Newsom then described the controversial history of alternative reproductive medicine, whose morality has been questioned by some major religions and whose legality has been put into play by a variety of state laws, ranging from regulation to criminalization of surrogacy agreements and laws against their enforcement. “Were we to confer ‘fundamental’ status on Mr. Morrissey’s asserted right to IVF-and-surrogacy-assisted reproduction,” wrote Newsom, “we would ‘to a great extent, place the matter outside the arena of public debate and legislative action.’ Particularly in view of the ethical issues implicated by IVF, egg donation, and gestational surrogacy,” he continued, “as well as the ongoing political dialogue about those issues – and mindful that ‘guideposts for responsible decision-making’ in the fundamental-rights area ‘are scarce and open-ended’ – we decline to take that step.”
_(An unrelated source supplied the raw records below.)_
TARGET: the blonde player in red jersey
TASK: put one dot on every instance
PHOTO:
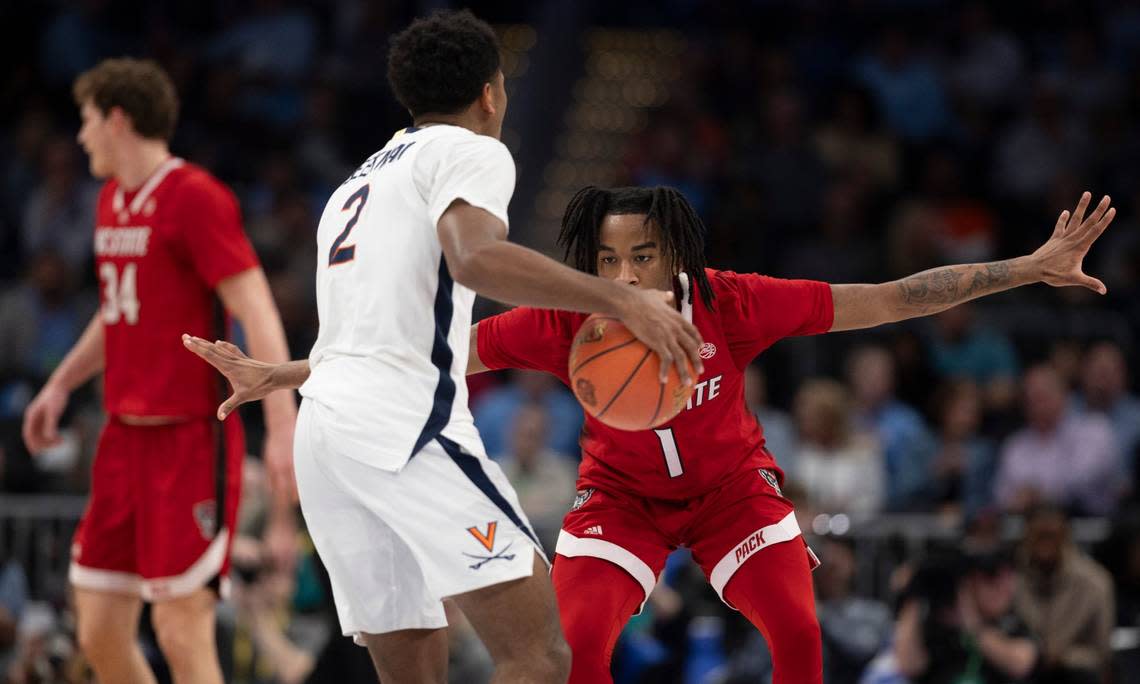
(703, 480)
(165, 481)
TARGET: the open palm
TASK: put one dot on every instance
(250, 377)
(1061, 258)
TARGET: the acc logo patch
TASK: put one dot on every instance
(581, 498)
(586, 391)
(595, 333)
(771, 479)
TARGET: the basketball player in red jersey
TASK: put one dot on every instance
(165, 480)
(703, 480)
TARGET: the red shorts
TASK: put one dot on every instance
(151, 526)
(723, 528)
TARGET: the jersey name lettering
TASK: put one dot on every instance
(127, 241)
(699, 395)
(380, 159)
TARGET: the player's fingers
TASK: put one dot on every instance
(1092, 284)
(29, 430)
(692, 349)
(202, 348)
(1099, 210)
(1079, 212)
(1061, 220)
(51, 424)
(666, 359)
(228, 406)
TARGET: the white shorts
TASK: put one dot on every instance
(397, 544)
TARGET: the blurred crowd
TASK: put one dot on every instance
(846, 141)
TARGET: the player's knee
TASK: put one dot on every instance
(551, 664)
(185, 633)
(798, 632)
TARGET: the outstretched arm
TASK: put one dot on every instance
(253, 380)
(1058, 262)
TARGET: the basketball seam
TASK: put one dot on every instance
(625, 384)
(603, 352)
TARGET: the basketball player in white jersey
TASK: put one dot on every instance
(401, 502)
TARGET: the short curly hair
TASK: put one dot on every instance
(439, 64)
(139, 87)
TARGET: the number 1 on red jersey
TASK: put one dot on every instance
(672, 455)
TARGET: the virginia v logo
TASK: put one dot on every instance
(488, 540)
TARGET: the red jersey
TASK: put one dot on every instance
(159, 253)
(716, 434)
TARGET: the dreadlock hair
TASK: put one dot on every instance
(681, 230)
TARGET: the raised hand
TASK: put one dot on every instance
(651, 316)
(41, 418)
(1060, 259)
(251, 379)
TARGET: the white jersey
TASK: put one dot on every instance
(389, 366)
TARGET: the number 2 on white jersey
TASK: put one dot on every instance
(672, 455)
(340, 252)
(120, 293)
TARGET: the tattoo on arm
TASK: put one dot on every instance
(943, 287)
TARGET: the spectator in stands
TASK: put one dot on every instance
(961, 347)
(543, 479)
(13, 599)
(784, 167)
(960, 625)
(854, 628)
(1059, 457)
(908, 445)
(1105, 391)
(965, 463)
(496, 410)
(60, 211)
(840, 469)
(1043, 144)
(987, 68)
(908, 87)
(853, 143)
(40, 319)
(779, 429)
(1066, 597)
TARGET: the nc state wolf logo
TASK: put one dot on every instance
(595, 333)
(586, 391)
(488, 540)
(580, 499)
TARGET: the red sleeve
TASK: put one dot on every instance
(530, 339)
(210, 224)
(758, 310)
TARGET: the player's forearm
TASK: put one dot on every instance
(514, 275)
(290, 376)
(249, 298)
(910, 654)
(927, 292)
(84, 360)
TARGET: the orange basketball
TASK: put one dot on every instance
(615, 377)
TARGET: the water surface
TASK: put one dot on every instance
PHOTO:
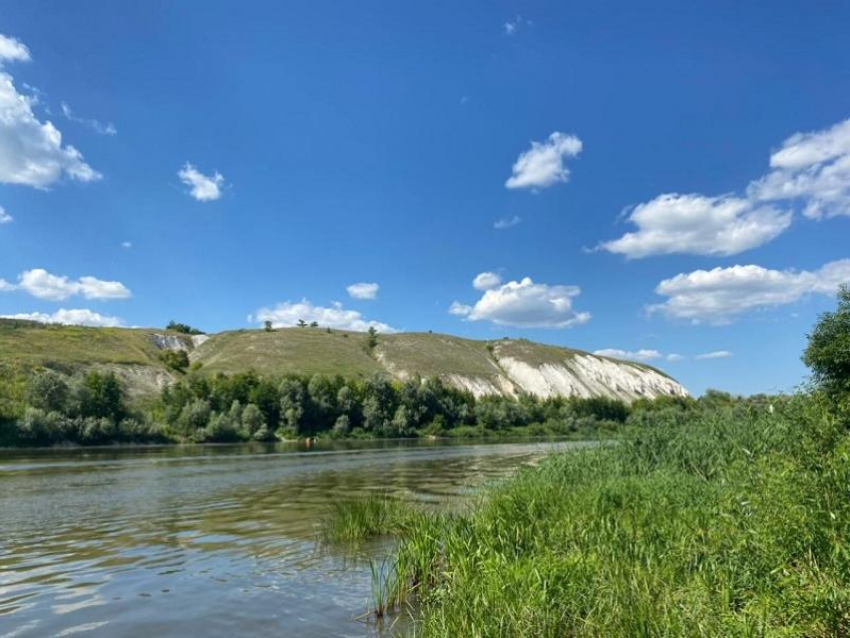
(208, 540)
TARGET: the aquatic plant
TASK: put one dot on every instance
(734, 525)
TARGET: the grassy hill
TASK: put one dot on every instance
(29, 342)
(482, 367)
(289, 351)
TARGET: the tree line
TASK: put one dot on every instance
(48, 407)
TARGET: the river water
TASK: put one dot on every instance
(209, 540)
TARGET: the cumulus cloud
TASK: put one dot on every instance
(719, 354)
(31, 151)
(525, 304)
(13, 50)
(813, 168)
(73, 317)
(363, 290)
(543, 164)
(695, 224)
(486, 280)
(507, 222)
(95, 125)
(638, 355)
(43, 285)
(202, 187)
(288, 314)
(720, 295)
(510, 27)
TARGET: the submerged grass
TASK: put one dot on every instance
(351, 522)
(736, 524)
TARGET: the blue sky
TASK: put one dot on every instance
(675, 180)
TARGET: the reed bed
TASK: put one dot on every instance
(729, 521)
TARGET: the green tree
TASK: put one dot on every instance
(252, 420)
(828, 351)
(177, 360)
(101, 396)
(47, 391)
(371, 338)
(183, 327)
(292, 401)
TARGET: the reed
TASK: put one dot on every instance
(733, 524)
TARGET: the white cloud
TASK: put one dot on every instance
(334, 316)
(31, 151)
(510, 26)
(13, 50)
(719, 354)
(507, 222)
(526, 305)
(73, 317)
(486, 280)
(722, 294)
(813, 168)
(363, 290)
(202, 187)
(639, 355)
(695, 224)
(543, 164)
(810, 169)
(43, 285)
(96, 125)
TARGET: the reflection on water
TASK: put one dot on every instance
(208, 541)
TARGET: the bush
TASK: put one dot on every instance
(177, 360)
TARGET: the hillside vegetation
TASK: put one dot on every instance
(97, 386)
(508, 367)
(719, 516)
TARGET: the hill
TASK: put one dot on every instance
(507, 367)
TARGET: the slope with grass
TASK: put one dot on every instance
(714, 521)
(506, 367)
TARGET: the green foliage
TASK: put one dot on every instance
(371, 338)
(177, 360)
(358, 520)
(184, 328)
(47, 391)
(828, 351)
(101, 396)
(733, 526)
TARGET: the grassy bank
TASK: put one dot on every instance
(730, 521)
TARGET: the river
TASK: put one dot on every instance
(209, 540)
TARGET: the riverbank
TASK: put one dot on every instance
(724, 522)
(219, 540)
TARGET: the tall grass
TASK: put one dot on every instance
(353, 521)
(735, 524)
The court rejected Morrissey’s invitation to opine as to whether sexual orientation is a “suspect classification” for equal protection purposes, because it found that the challenged statute – and its interpretation here – was neutral regarding sexual orientation. Newsom asserted that the statute “deals with heterosexual and homosexual taxpayers on equal terms.”  The court found that Morrissey could not show that the IRS treated him differently from a heterosexual taxpayer who sought to claim a medical deduction for the expenses of IVF-surrogacy procedures.  “The agency’s disallowance of Mr. Morrissey’s claimed deduction is consistent with longstanding IRS guidance and analogous Tax Court precedent,” he wrote, as “IRS has consistently refused deductions sought by heterosexual taxpayers for IVF-related expenses similar to Mr. Morrissey’s.  An IRS guidance published in 2002 advised that ‘medical expenses paid for a surrogate mother and her unborn child would not qualify for deduction under Sec. 213(a),’” and this was upheld in several Tax Court cases.  He pointed out that such deductions had even been disallowed where the surrogate was impregnated through sexual intercourse with the taxpayer!
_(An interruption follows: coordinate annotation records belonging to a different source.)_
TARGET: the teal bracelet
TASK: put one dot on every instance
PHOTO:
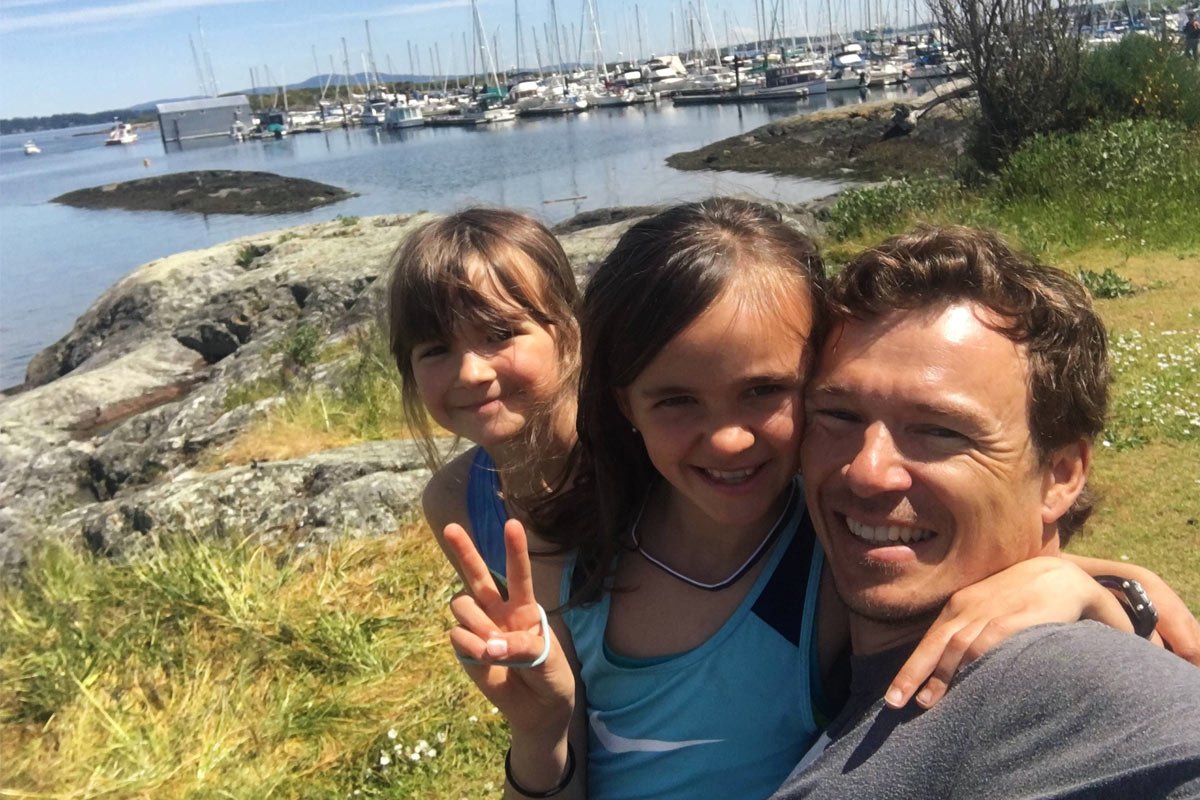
(520, 665)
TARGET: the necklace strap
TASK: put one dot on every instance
(737, 575)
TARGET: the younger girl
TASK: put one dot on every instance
(481, 312)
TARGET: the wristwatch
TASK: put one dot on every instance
(1137, 602)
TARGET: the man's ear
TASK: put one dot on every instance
(1066, 475)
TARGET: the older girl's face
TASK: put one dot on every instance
(720, 411)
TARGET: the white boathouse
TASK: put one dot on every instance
(201, 119)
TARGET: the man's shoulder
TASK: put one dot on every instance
(1066, 662)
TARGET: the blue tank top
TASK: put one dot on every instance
(729, 719)
(486, 511)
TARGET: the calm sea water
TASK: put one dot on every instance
(55, 260)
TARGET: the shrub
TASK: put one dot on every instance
(1131, 184)
(300, 346)
(1139, 78)
(885, 206)
(1024, 58)
(247, 253)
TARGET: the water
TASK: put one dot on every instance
(55, 260)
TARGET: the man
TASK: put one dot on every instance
(1192, 35)
(951, 425)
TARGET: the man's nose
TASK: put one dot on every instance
(879, 465)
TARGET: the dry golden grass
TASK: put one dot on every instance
(222, 669)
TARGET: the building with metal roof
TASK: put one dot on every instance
(201, 119)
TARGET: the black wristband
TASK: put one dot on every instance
(549, 793)
(1137, 602)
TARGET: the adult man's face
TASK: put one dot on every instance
(918, 461)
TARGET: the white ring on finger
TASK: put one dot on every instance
(544, 626)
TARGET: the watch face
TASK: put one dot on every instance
(1137, 602)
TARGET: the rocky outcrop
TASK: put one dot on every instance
(115, 438)
(211, 191)
(847, 143)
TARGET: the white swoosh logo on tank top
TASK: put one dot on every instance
(617, 744)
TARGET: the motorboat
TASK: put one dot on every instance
(121, 133)
(402, 115)
(798, 79)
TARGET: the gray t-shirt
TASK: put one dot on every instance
(1056, 711)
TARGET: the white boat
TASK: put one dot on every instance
(121, 133)
(844, 79)
(403, 116)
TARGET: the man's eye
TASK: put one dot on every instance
(429, 352)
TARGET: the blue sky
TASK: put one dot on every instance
(91, 55)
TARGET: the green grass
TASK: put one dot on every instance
(1128, 186)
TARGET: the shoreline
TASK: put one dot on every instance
(844, 144)
(117, 434)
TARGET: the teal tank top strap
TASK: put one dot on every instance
(486, 511)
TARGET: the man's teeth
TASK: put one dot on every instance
(730, 476)
(887, 533)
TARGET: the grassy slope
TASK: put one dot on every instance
(1150, 507)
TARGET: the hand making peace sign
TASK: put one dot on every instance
(508, 635)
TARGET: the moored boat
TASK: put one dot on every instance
(121, 133)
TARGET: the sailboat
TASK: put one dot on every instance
(121, 133)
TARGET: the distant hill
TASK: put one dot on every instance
(147, 109)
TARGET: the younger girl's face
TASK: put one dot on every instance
(486, 384)
(720, 411)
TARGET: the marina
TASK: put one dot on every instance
(550, 167)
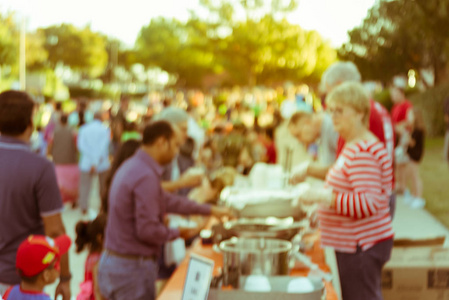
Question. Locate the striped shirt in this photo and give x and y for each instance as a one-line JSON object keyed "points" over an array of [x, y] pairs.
{"points": [[361, 178]]}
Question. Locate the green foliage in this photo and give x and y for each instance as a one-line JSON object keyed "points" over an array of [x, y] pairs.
{"points": [[431, 104], [400, 35], [9, 42], [81, 49], [264, 51]]}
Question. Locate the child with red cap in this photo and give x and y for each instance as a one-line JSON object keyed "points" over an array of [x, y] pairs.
{"points": [[37, 262]]}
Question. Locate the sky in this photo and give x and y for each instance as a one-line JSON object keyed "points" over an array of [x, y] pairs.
{"points": [[123, 19]]}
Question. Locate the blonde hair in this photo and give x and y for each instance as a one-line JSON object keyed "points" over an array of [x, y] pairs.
{"points": [[351, 94], [339, 72], [419, 119], [298, 117]]}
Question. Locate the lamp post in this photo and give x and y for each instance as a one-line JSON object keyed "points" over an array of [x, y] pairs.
{"points": [[22, 56]]}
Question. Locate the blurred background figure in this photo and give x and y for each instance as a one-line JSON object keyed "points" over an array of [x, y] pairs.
{"points": [[93, 145], [402, 117], [81, 115], [90, 236], [63, 151], [415, 152]]}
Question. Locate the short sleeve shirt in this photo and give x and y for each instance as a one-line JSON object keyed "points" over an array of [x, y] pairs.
{"points": [[28, 192]]}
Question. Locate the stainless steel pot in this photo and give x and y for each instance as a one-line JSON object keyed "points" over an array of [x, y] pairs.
{"points": [[248, 256]]}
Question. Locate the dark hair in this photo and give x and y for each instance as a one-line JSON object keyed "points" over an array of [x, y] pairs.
{"points": [[188, 147], [269, 131], [126, 150], [16, 112], [64, 119], [87, 234], [155, 130]]}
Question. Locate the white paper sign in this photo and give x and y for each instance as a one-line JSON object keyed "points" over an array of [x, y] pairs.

The court refused to accept Morrissey’s analogy to the IRS’s allowance of deductions for fertility treatments, saying, “Even if Mr. Morrissey could show that he had been treated differently from similarly situated heterosexual taxpayers, he hasn’t shown that any difference was motivated by an intent to discriminate against him on the basis of his sexual orientation.” In essence, Morrissey’s equal protection claim was more of a disparate impact claim, not a disparate treatment claim, and the constitutional requirement of equal protection has been interpreted by the Supreme Court to apply only to intentional discrimination, not to the discriminatory effects of a tax regime that makes it more expensive for gay couples to have biological offspring than for those straight couples who do it the old-fashioned way.  Although Morrissey was able to come up with an internal IRS document in which an agent made a remark that might be construed as showing discriminatory intent, the court insisted that the official explanation provided by IRS for denying his claim carried no implication of any discriminatory purpose.  “Because there is no evidence that the IRS’s actual decision-makers engaged in any intentional discrimination,” wrote Newsom, “Mr. Morrissey’s equal protection claim fails.”

Morrissey is represented by Richard Donald Euliss of Carlton Fields Jorden Burt PA (Washington, DC) and David Paul Burke, Scott D. Feather, and Gary L. Sasso, of the same firm’s Tampa office.